Glendale approves new hotel over neighbors' concerns

The Glendale city council recently voted to approve a new six-story hotel over the opposition of some neighbors who worry Glendale is losing its small-town vibe.
The Glendale city council recently voted to approve a new six-story hotel over the opposition of some neighbors who worry Glendale is losing its small-town vibe.
Scott Lowe/ Flickr

Despite opposition from some residents, the Glendale City Council voted 4-1 to approve construction of a new 85-room hotel in an area outside of the traditional downtown.

As expected, the council voted to move forward with the six-story hotel since the area at Brand Boulevard and Dryden Street is zoned for commercial use. Still, the council did impose restrictions on the hotel's lighting and the hours of operation of its roof-top lounge.

Prior to the vote, opponents of the project told council members the hotel would dwarf adjacent apartments and homes and ruin the look of the neighborhood.
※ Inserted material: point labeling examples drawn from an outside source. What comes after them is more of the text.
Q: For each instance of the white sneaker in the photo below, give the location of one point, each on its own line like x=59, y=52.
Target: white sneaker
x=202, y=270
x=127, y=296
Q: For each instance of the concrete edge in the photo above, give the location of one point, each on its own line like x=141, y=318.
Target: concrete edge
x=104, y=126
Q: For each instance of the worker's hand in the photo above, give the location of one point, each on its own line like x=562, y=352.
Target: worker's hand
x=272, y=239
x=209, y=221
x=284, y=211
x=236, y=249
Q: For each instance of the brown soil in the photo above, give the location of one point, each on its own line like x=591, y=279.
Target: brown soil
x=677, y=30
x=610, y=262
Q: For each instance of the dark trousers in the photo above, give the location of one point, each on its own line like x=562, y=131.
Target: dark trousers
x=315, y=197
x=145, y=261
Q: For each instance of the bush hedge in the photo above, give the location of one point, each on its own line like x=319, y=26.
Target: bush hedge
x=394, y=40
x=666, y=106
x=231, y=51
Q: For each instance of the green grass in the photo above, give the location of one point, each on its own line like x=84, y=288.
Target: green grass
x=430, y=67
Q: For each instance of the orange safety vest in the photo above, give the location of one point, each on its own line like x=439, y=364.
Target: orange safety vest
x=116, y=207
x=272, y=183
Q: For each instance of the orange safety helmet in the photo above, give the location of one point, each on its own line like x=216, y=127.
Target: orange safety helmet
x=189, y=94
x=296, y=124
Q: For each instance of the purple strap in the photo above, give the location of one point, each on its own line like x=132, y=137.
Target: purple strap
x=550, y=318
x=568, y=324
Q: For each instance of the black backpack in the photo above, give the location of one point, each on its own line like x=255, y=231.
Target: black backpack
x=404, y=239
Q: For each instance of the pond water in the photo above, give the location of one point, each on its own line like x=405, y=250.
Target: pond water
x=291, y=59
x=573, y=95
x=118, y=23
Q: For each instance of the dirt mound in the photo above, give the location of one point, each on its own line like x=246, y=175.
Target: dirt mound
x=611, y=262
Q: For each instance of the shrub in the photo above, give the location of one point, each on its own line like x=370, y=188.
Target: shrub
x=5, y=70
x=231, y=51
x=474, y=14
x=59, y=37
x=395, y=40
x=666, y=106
They also expressed worries that future guests of the hotel would bring noise and traffic congestion.

Sean Bersell, who lives down the block, said he's unhappy with the sheer number of new downtown developments and how they are changing the look and feel of the city.

"They keep adding apartments and more apartments and more apartments in that downtown area. It’s creating huge traffic problems," Bersell said.

Now, with the new hotel project, development from downtown Glendale is beginning to creep into Bersell's neighborhood, which is just above the 134 Freeway.

“This is bringing downtown Glendale up above the 134 where we were promised it would not go,” he said.

Bersell, who spoke at the meeting, pointed to marketing materials that portrayed the Aloft Hotel as a hip, and potentially loud attraction.

“All that noise, all that light is going to go right into the neighborhood,” he said.

Councilwoman Laura Friedman, who cast the lone dissenting vote, agreed. She expressed concern that the building might become the first of many large-scale developments to enter the more suburban stretch of Brand Boulevard north of the 134 Freeway.

“It’s just a building that feels like it belongs somewhere else,” said Friedman “I’d like to see something that feels more pedestrian.”

Development and zoning complaints have become more commonplace at city councils across Southern California as more large-scale residential and mixed-use projects are popping up.

Some anti-development groups have gathered enough support to take their concerns past the city council level, and to the voters directly. In Santa Monica, a group of concerned citizens say they've gathered enough signatures to get an initiative on the November ballot, which, if passed, would require developers to get voter approval before they move forward on "major" projects in the city. 

Los Angeles residents will vote on their own development initiative in November. The Build Better L.A. initiative would put new restrictions on developers — among other things, they would be forced to include a certain percentage of below-market rate units in new housing developments.

Another L.A. group is trying to get an initiative on the March 2017 ballot, which, if passed, would impose a two-year moratorium on high-density projects. 

But lawmakers and urban planners generally view density as necessary to make housing more affordable in Southern California. Gov. Jerry Brown is looking to fast-track the planning process for developers to get more housing built across the state. Building taller is becoming the only option for many parts of L.A. County.

Mark Villianatos of Occidental College's Urban and Environmental Policy Institute believes a more densely developed L.A. would mean a more livable and efficient city. 

“If you have an increasing population and you want people to be able to continue to move here, to continue to stay here, you need to add denser housing in more places,” he said.